Jarenlang was de Gijsbreght een traditie voor den Kersttijd, met ‘Kloris en Roosje’ en den Nieuwjaarswensch toe. Amsterdamsche ouders, die voor hun kroost gesteld waren op een eigenaardige en deftige gewoonte en hen tevens voor het eerst de wereld des tooneels wilden binnenleiden, presenteerden den braven Gijsbreght aan hun telgen als het vaderlandsche stuk bij uitnemendheid, een rijstenbreiberg van oud-Hollandsche degelijkheid, die met betamend geduld geslikt moest worden, om de heerlijkheden van het (na half twaalf) Beloofde Land van Kloris-en-Roosje te mogen aanschouwen, waar Thomasvaer en Pieternel zulke grappige dingen op rijm zeiden en ‘echt’ gegeten en echt gedronken werd. De drukkende verveling bij de lange en taaie monologen van den Gijsbreght, de lodderige oogen en de onbedwingbare geeuwlust maakten even goed een deel van den deftigen en stemmig-nationalen avond uit als de verluchte lachschaters bij de Boerenbruiloft later. Gijsbreght, Kersttijd, Pieternel, ‘d'Ondergang van zijn Stad’, heusche ham en heusche wijn, d'Aertsengel Gabriël, de dronken boer, Vosmeer, slemp en chocolade, dat behoorde - gelijk eene hutspot - bij elkaar en ondereen en vormde zoo een lieve Amsterdamsche traditie.

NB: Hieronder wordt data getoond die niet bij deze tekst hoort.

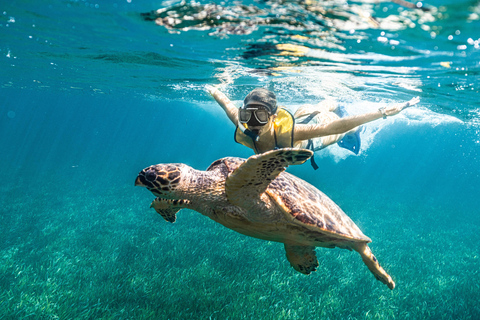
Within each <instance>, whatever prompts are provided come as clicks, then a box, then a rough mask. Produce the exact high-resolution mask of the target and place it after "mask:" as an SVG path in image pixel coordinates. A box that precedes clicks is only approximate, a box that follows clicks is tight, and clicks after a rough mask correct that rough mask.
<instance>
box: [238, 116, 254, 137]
mask: <svg viewBox="0 0 480 320" xmlns="http://www.w3.org/2000/svg"><path fill="white" fill-rule="evenodd" d="M238 127H239V128H240V130H242V132H243V133H244V134H245V135H246V136H248V137H250V138H252V140H253V141H258V135H256V134H255V133H253V132H252V131H250V130H248V129H247V128H245V126H244V125H243V123H241V122H240V120H238Z"/></svg>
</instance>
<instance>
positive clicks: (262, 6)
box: [0, 0, 480, 319]
mask: <svg viewBox="0 0 480 320" xmlns="http://www.w3.org/2000/svg"><path fill="white" fill-rule="evenodd" d="M216 4H217V6H213V5H211V2H208V1H200V2H187V3H181V2H178V1H165V2H161V1H136V0H132V1H102V2H97V3H96V2H87V1H42V2H34V1H26V0H24V1H10V2H8V3H2V4H1V5H0V38H1V41H0V70H1V73H0V86H1V94H0V146H1V150H2V151H1V156H0V179H1V181H2V183H1V184H0V189H1V192H0V201H1V214H0V232H1V236H0V260H1V261H0V270H1V272H0V314H1V315H2V319H3V318H5V319H58V318H60V319H100V318H102V319H103V318H107V319H108V318H110V319H135V318H136V319H141V318H145V319H194V318H198V319H207V318H212V319H305V318H313V319H315V318H317V319H407V318H408V319H478V318H480V307H479V306H478V300H479V298H480V280H479V277H478V270H479V268H480V254H479V251H478V244H479V243H480V235H479V228H480V212H479V204H480V200H479V188H480V121H479V116H480V103H479V100H478V93H479V90H480V81H479V72H480V48H479V42H480V38H479V37H480V35H479V33H478V30H480V3H479V2H478V1H452V0H448V1H447V0H445V1H432V2H429V3H424V4H423V7H424V8H428V9H430V10H428V11H423V10H419V9H408V8H404V7H401V6H399V5H397V4H394V3H392V2H388V1H387V2H378V3H373V2H370V1H365V2H362V1H356V2H353V1H350V2H343V1H329V2H306V3H302V2H294V1H286V2H270V1H266V2H264V1H258V2H256V1H250V2H243V4H244V6H240V5H239V3H237V2H233V1H228V2H222V3H219V2H218V3H216ZM160 8H162V9H163V10H162V11H161V12H159V13H157V14H155V13H152V10H157V9H160ZM202 12H208V14H207V15H203V16H202ZM157 18H160V19H161V23H160V20H157V21H158V23H159V24H163V25H157V24H155V22H154V19H157ZM206 84H217V85H220V87H221V89H222V90H223V91H224V92H225V93H226V94H227V95H228V96H229V97H230V98H231V99H232V100H233V101H234V102H235V103H236V104H237V105H240V104H241V100H242V99H243V97H244V96H245V95H246V93H247V92H249V91H250V90H251V89H253V88H255V87H257V86H267V87H269V88H271V89H272V90H274V91H275V92H276V94H277V97H278V100H279V102H280V104H282V105H285V106H287V108H289V109H290V110H292V111H294V110H295V109H296V108H297V107H298V106H300V105H301V104H303V103H313V102H316V101H320V100H322V99H324V98H326V97H332V98H335V99H337V100H339V101H340V102H341V103H344V104H345V105H346V106H347V109H348V110H349V111H350V112H351V113H353V114H358V113H362V112H367V111H373V110H376V109H377V108H379V107H380V106H383V105H385V104H388V103H395V102H399V101H405V100H409V99H410V98H412V97H414V96H417V95H418V96H420V98H421V103H420V104H419V105H418V106H417V107H415V108H411V109H408V110H406V111H404V112H402V114H400V115H398V116H396V117H389V118H388V119H386V120H379V121H376V122H372V123H370V124H367V125H366V126H365V129H364V131H363V133H362V148H361V150H360V154H359V155H357V156H355V155H353V154H349V153H348V152H347V151H345V150H343V149H340V148H338V147H337V146H333V147H331V148H329V149H326V150H323V151H320V152H317V155H316V158H317V164H319V166H320V168H319V170H317V171H314V170H313V169H312V168H311V167H310V166H309V165H308V164H305V165H302V166H299V167H291V168H289V169H288V171H289V172H291V173H294V174H296V175H298V176H299V177H301V178H303V179H305V180H307V181H308V182H310V183H312V184H313V185H315V186H316V187H317V188H319V189H320V190H322V191H323V192H325V193H326V194H327V195H328V196H329V197H331V198H332V199H333V200H334V201H335V202H336V203H337V204H339V205H340V207H342V209H343V210H344V211H345V212H346V213H347V214H348V215H349V216H350V217H351V218H352V219H353V221H355V223H357V225H358V226H359V227H360V228H361V229H362V231H363V232H364V233H365V234H366V235H367V236H369V237H370V238H371V239H372V241H373V242H372V244H371V248H372V250H373V252H374V253H375V254H376V256H377V258H378V259H379V261H380V262H381V264H382V265H383V267H384V268H385V269H386V270H387V271H388V272H389V274H391V275H392V277H393V278H394V280H395V282H396V284H397V287H396V288H395V290H393V291H390V290H389V289H388V288H386V286H384V285H383V284H381V283H380V282H378V281H376V280H375V279H374V277H373V276H372V275H371V274H370V272H369V271H368V269H367V268H366V267H365V266H364V265H363V263H362V261H361V259H360V257H359V256H358V254H356V253H352V252H349V251H346V250H340V249H333V250H331V249H321V248H319V249H317V256H318V257H319V262H320V266H319V268H318V270H317V271H316V272H314V273H312V274H311V275H309V276H305V275H302V274H300V273H297V272H295V271H294V270H293V269H292V268H291V267H290V265H289V263H288V261H287V260H286V258H285V254H284V249H283V246H282V245H281V244H278V243H270V242H266V241H261V240H257V239H253V238H248V237H245V236H242V235H240V234H237V233H235V232H233V231H231V230H228V229H226V228H224V227H222V226H221V225H218V224H215V223H214V222H213V221H211V220H209V219H208V218H206V217H203V216H202V215H200V214H198V213H196V212H193V211H189V210H183V211H182V212H180V213H179V214H178V219H177V222H176V223H175V224H169V223H167V222H165V221H164V220H163V219H162V218H161V217H160V216H159V215H158V214H156V213H155V212H154V211H153V210H152V209H149V204H150V202H151V200H153V197H152V195H151V194H150V193H149V192H147V190H145V189H142V188H135V187H133V183H134V179H135V177H136V175H137V173H138V172H139V171H140V170H141V169H143V168H144V167H146V166H148V165H151V164H155V163H168V162H182V163H186V164H188V165H190V166H193V167H195V168H198V169H206V168H207V167H208V165H209V164H210V163H211V162H213V161H214V160H216V159H219V158H222V157H225V156H239V157H248V156H250V155H251V152H250V150H248V149H246V148H245V147H242V146H240V145H237V144H235V143H234V142H233V129H234V128H233V125H232V124H231V123H230V122H229V120H228V119H227V117H226V116H225V115H224V114H222V111H221V110H220V109H219V107H218V106H217V105H216V104H215V103H214V101H213V100H212V98H211V97H210V96H209V95H208V94H207V93H206V92H205V90H204V86H205V85H206Z"/></svg>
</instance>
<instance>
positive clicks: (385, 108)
mask: <svg viewBox="0 0 480 320" xmlns="http://www.w3.org/2000/svg"><path fill="white" fill-rule="evenodd" d="M419 102H420V97H415V98H413V99H412V100H410V101H407V102H404V103H399V104H396V105H394V106H393V107H388V108H385V114H386V115H387V116H394V115H396V114H398V113H400V112H401V111H402V110H403V109H406V108H409V107H412V106H414V105H416V104H417V103H419Z"/></svg>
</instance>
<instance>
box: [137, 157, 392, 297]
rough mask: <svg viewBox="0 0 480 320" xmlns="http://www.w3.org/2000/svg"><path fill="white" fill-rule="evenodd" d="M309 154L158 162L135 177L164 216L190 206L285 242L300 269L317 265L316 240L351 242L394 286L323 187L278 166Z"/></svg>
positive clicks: (322, 240) (364, 258)
mask: <svg viewBox="0 0 480 320" xmlns="http://www.w3.org/2000/svg"><path fill="white" fill-rule="evenodd" d="M312 154H313V153H312V152H311V151H310V150H305V149H290V148H288V149H279V150H273V151H268V152H266V153H263V154H259V155H255V156H252V157H250V158H248V159H247V160H244V159H240V158H223V159H220V160H217V161H215V162H213V163H212V164H211V165H210V167H209V168H208V169H207V170H206V171H199V170H195V169H193V168H191V167H189V166H187V165H185V164H158V165H154V166H150V167H148V168H145V169H144V170H142V171H141V172H140V173H139V175H138V177H137V179H136V180H135V185H138V186H144V187H147V189H148V190H150V191H151V192H152V193H153V194H154V195H155V196H157V198H156V199H155V200H154V201H153V202H152V205H151V207H153V208H154V209H155V210H156V211H157V212H158V213H159V214H161V215H162V217H163V218H164V219H165V220H167V221H169V222H174V221H175V219H176V213H177V212H178V211H179V210H180V209H182V208H189V209H192V210H195V211H198V212H200V213H202V214H204V215H206V216H207V217H209V218H211V219H213V220H214V221H216V222H218V223H221V224H222V225H224V226H225V227H227V228H230V229H232V230H235V231H237V232H239V233H242V234H244V235H247V236H251V237H255V238H259V239H264V240H269V241H277V242H282V243H284V245H285V250H286V253H287V259H288V260H289V262H290V264H291V265H292V267H293V268H294V269H295V270H297V271H299V272H302V273H304V274H309V273H310V272H312V271H315V270H316V268H317V267H318V261H317V257H316V255H315V247H327V248H334V247H339V248H345V249H349V250H355V251H357V252H358V253H359V254H360V255H361V257H362V259H363V261H364V263H365V264H366V265H367V267H368V268H369V270H370V271H371V272H372V273H373V274H374V275H375V277H376V278H377V279H378V280H380V281H381V282H383V283H385V284H386V285H387V286H388V287H389V288H390V289H393V288H394V287H395V283H394V282H393V280H392V278H391V277H390V276H389V275H388V274H387V273H386V272H385V270H383V268H382V267H381V266H380V265H379V263H378V261H377V259H376V258H375V256H374V255H373V254H372V252H371V250H370V248H369V247H368V245H367V244H368V243H369V242H371V240H370V238H368V237H367V236H365V235H364V234H363V233H362V231H361V230H360V229H359V228H358V227H357V225H355V223H354V222H353V221H352V220H351V219H350V218H349V217H348V216H347V215H346V214H345V213H344V212H343V211H342V209H340V207H338V206H337V205H336V204H335V203H334V202H333V201H332V200H331V199H330V198H328V197H327V196H326V195H325V194H323V193H322V192H321V191H319V190H318V189H317V188H315V187H314V186H312V185H310V184H308V183H307V182H305V181H304V180H302V179H299V178H298V177H296V176H293V175H291V174H289V173H285V172H283V171H285V168H286V167H287V166H288V165H293V164H301V163H304V162H305V161H306V160H307V159H308V158H310V157H311V156H312Z"/></svg>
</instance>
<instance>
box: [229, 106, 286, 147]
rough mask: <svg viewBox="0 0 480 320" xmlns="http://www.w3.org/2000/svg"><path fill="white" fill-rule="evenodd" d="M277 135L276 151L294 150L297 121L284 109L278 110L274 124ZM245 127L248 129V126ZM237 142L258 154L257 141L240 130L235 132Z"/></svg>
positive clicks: (275, 143)
mask: <svg viewBox="0 0 480 320" xmlns="http://www.w3.org/2000/svg"><path fill="white" fill-rule="evenodd" d="M273 126H274V135H275V149H279V148H293V133H294V129H295V120H294V118H293V116H292V114H291V113H290V112H289V111H288V110H286V109H283V108H280V109H278V112H277V117H276V118H275V121H274V122H273ZM245 127H246V128H247V129H248V127H247V125H245ZM235 142H238V143H240V144H243V145H244V146H246V147H249V148H250V149H253V151H255V153H256V154H258V153H259V152H258V150H257V146H256V144H255V141H254V140H253V139H252V138H251V137H249V136H247V135H246V134H245V133H243V131H242V130H240V128H238V126H237V129H236V130H235Z"/></svg>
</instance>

Wat was daartegen? Hoegenaamd niets. Vele geslachten na elkaar hebben Vondels meesterwerk, in allen eenvoud, nooit anders beschouwd dan als inleiding tot slemp en Kloris-en-Roosje, als een bekend Amsterdamsch Kerstverhaal op Kersttijd nog weer eens aangehoord ter gewijde plaatse, waar het al zooveel jaren achtereen verteld werd: in den Stadsschouwburg. Het verhaal was eigenlijk suf, onbegrijpelijk taai en vervelend, maar Vondel heette een klassiek Hollandsch dichter, dien men bij deze gelegenheid, uit zuiver patriottischen zin, maar verdragen moest, op voorwaarde, dat hij dan ook het heele verdere jaar in zijn graf bleef.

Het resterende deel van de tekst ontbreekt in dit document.